When analyzing the errors in our predictions, we see that the regressed parameters of the predicted bounding boxes are not as precise as the ones of state-of-the-art networks. The validation loss curves for our network are shown in
Figure 5. The classification loss overfits before the regression loss converges. Further studies need to be performed in order to further balance the losses. One approach could be to first only train the regression and direction loss. The classification loss is then trained in a second stage. Additionally, further experiments will be performed to fine tune the anchor matching thresholds to the data set to get a better detection result. The tuning of this outer optimization loop requires access to extensive GPU power to find optimal hyperparameters. For future work, we expect the hyperparameters to influence the absolute detection accuracy greatly as simple strategies such as data augmentation could already improve the overall performance. The focus of this work lies in the evaluation of different data fusion inputs relative to a potent baseline network. For this evaluation, we showed a vast amount of evidence to motivate our fusion scheme and network parameterization.
The simulated depth camera did not provide a better detection result than the lidar-only detection. This and the late fusion approach show that a simple fusion assumption in the manner of “more sensor data, better detection result” does not hold true. The complexity introduced by the additional data decreased the overall detection result. The decision for an early fusion system is therefore dependent on the sensors and the data quality available in the sensors. For all investigated sub data sets, we found that early fusion of radar and lidar data is beneficial for the overall detection result. Interestingly, the usage of 10 lidar sweeps increased the detection performance of the fusion network over the proposed baseline. This result occurred despite the fact that the accumulated lidar data leads to blurry contours for moving objects in the input data. This is especially disadvantageous for objects moving at a high absolute speed. For practical applications, we therefore use only three sweeps in our network, as the positions of moving objects are of special interest for autonomous driving. The established metrics for object detection do not account for the importance of surrounding objects.

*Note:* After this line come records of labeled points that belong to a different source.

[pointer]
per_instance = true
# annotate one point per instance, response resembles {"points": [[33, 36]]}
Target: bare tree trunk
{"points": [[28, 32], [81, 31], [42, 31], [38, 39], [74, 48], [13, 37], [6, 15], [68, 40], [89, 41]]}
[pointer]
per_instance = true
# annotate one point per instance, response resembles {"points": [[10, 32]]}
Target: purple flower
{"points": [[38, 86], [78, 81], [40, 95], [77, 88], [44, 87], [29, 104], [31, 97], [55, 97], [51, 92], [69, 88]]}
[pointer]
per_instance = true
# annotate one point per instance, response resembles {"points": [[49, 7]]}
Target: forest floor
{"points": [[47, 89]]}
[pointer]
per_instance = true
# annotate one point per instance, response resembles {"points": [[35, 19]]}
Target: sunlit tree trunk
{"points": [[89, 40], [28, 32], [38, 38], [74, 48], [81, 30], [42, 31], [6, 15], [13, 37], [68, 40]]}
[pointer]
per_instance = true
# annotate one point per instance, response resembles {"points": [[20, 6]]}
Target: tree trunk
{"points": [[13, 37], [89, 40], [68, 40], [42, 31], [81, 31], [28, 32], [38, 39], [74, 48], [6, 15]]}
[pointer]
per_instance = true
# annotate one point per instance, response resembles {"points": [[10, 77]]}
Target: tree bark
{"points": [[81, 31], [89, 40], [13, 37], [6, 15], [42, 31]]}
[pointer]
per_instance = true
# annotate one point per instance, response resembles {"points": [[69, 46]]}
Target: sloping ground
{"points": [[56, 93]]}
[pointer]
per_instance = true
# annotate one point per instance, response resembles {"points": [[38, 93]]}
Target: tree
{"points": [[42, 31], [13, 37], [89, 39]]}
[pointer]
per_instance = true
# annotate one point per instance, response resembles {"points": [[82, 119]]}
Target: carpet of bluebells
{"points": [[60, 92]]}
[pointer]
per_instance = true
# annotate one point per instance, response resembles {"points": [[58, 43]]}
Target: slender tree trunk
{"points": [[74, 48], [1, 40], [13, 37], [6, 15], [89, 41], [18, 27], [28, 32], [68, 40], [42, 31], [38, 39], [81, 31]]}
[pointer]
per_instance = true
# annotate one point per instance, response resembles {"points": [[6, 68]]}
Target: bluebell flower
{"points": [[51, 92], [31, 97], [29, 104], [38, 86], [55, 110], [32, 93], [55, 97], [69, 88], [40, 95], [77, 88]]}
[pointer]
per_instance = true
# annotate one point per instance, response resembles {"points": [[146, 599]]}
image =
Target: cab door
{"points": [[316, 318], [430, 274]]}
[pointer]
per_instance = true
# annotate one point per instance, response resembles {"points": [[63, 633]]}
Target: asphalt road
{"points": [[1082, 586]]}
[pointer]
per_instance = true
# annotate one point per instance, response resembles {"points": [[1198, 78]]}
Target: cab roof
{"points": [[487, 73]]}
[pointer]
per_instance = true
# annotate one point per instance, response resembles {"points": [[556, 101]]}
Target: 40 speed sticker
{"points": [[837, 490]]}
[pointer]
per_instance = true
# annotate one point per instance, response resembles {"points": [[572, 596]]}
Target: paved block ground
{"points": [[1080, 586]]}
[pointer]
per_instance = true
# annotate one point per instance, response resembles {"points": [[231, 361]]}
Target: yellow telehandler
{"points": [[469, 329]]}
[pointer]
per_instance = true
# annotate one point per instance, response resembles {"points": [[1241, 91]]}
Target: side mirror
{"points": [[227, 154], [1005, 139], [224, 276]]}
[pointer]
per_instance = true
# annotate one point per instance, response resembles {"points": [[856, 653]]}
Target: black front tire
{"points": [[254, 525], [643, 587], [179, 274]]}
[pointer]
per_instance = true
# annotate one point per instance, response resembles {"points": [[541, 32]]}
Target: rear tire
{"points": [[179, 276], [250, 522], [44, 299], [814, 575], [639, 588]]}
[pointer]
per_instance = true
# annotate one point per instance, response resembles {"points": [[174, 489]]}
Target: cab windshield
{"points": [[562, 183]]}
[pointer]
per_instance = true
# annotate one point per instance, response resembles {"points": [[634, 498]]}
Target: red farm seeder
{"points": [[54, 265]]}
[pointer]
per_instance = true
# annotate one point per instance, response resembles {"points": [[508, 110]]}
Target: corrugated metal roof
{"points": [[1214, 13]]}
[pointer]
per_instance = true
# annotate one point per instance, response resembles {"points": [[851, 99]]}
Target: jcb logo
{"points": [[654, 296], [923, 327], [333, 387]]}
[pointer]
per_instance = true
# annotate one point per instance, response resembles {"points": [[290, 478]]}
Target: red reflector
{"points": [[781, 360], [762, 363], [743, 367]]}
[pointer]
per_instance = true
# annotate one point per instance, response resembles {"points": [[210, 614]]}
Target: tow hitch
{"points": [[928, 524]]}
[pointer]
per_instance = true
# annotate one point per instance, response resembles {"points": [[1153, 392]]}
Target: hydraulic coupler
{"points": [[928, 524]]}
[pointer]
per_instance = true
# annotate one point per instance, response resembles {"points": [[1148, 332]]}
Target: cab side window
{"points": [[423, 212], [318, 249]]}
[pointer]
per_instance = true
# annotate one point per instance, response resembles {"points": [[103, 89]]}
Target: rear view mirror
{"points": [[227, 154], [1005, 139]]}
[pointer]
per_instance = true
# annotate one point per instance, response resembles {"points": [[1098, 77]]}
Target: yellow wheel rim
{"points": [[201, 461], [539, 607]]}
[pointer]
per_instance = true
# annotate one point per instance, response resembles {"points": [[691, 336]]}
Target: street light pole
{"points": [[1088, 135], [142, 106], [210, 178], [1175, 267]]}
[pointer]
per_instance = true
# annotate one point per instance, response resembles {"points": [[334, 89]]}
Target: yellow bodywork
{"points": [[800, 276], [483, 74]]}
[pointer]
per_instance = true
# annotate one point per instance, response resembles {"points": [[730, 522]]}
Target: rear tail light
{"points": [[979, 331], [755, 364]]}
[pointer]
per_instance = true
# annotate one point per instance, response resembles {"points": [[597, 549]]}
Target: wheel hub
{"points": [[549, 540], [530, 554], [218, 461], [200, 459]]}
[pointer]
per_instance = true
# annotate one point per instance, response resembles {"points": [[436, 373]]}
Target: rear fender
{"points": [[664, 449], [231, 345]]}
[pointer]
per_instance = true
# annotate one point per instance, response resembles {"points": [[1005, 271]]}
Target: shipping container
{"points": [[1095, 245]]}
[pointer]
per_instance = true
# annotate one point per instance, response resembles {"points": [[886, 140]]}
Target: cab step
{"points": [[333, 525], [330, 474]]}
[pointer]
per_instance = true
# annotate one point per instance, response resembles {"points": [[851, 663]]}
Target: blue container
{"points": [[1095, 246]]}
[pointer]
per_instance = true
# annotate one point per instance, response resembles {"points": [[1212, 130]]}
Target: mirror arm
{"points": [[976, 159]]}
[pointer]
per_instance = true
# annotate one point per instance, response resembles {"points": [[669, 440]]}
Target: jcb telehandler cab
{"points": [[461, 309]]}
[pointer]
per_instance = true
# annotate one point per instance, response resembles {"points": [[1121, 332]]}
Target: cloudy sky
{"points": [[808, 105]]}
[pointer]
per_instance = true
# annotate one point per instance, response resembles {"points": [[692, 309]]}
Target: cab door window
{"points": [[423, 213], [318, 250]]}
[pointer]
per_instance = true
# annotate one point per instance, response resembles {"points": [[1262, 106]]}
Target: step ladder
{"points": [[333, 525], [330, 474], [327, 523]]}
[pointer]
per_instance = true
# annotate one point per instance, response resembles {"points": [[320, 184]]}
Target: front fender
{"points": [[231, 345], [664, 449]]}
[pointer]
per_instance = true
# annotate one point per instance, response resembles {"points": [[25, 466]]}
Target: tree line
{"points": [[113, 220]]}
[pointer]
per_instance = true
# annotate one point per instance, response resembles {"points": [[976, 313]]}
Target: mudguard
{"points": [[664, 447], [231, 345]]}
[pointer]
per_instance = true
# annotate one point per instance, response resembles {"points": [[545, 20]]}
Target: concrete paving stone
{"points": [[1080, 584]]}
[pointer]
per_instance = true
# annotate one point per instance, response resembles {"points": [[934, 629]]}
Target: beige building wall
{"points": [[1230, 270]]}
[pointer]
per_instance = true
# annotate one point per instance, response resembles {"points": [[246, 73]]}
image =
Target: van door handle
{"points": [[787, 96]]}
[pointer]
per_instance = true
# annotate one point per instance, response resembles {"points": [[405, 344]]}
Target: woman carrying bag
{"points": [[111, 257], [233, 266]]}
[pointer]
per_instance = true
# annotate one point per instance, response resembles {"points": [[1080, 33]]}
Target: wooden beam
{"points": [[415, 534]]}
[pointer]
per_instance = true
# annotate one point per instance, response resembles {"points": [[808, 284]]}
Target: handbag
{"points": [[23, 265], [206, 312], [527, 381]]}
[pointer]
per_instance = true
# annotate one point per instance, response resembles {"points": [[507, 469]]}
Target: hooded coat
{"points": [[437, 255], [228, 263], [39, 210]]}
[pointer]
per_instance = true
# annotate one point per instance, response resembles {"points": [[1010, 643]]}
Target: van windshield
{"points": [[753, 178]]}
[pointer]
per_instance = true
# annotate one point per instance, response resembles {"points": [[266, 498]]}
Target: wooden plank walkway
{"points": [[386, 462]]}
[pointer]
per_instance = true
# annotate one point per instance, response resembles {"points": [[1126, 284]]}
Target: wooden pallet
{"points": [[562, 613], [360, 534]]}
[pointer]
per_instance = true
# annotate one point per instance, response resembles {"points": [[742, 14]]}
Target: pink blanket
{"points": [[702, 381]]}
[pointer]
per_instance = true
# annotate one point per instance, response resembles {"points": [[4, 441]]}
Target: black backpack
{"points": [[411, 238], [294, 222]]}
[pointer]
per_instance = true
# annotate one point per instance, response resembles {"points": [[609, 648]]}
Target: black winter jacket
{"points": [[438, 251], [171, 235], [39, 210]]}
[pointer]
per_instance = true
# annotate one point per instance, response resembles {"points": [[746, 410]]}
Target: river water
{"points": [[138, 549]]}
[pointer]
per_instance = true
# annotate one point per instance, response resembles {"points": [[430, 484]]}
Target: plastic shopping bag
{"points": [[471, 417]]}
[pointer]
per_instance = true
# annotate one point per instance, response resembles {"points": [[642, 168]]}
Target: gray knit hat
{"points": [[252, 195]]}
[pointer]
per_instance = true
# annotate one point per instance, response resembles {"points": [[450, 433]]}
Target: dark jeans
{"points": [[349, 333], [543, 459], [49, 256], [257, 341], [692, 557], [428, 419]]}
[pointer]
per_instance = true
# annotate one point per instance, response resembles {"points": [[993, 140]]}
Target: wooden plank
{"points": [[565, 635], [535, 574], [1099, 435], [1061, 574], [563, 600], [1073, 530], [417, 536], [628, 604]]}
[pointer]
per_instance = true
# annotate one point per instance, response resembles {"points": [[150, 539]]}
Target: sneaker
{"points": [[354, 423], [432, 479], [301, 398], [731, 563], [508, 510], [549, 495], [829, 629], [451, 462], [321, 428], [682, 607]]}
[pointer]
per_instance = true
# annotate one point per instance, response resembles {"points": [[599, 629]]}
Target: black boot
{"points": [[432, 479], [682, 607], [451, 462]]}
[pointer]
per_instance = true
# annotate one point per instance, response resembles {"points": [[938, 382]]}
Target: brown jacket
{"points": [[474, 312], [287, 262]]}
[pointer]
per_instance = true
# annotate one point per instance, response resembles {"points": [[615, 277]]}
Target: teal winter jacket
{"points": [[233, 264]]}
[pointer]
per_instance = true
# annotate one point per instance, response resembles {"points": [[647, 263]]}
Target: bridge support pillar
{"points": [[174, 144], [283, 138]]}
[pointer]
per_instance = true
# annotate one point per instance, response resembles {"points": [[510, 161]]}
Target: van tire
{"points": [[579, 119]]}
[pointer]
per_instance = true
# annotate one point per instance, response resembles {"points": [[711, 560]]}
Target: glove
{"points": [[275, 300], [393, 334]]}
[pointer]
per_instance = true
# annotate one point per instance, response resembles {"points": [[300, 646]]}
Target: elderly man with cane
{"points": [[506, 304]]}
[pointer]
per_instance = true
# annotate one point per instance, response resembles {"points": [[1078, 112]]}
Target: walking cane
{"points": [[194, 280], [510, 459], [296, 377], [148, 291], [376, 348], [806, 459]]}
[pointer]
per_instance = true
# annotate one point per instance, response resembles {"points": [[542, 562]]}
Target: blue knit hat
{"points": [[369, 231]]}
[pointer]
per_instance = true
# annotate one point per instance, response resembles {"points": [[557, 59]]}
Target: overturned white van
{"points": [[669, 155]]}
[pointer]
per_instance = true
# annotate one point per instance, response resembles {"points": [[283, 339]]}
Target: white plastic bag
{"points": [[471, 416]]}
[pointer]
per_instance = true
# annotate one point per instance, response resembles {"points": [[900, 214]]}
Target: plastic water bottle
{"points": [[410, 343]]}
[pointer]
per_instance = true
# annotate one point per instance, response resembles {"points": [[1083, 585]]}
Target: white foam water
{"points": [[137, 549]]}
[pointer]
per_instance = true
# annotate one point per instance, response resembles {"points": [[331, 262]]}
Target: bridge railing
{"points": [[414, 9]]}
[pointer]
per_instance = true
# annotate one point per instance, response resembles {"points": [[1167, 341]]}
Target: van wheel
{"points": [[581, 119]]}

We assume that the network trained with 10 sweeps performs worse in practice, despite its higher AP score. Further research needs to be performed to establish a detection metric tailored for autonomous driving applications.
The sensors used in the data set do not record the data synchronously. This creates an additional ambiguity in the input data between the position information inferred from the lidar and from the radar data. The network training should compensate for this effect partially; however, we expect the precision of the fusion to increase when synchronized sensors are available.
This paper focuses on an approach for object detection. Tracking/prediction is applied as a late fusion scheme or as a subsequent processing step to the early fusion. In contrast, LiRaNet [
44] performs a combined detection and prediction of objects from the sensor data. We argue that condensed scene information, such as object and lane positions, traffic rules, etc., are more suitable for the prediction task in practice. A decoupled detection, tracking, and prediction pipeline increases the interpretability of all modules to facilitate validation for real-world application in autonomous driving.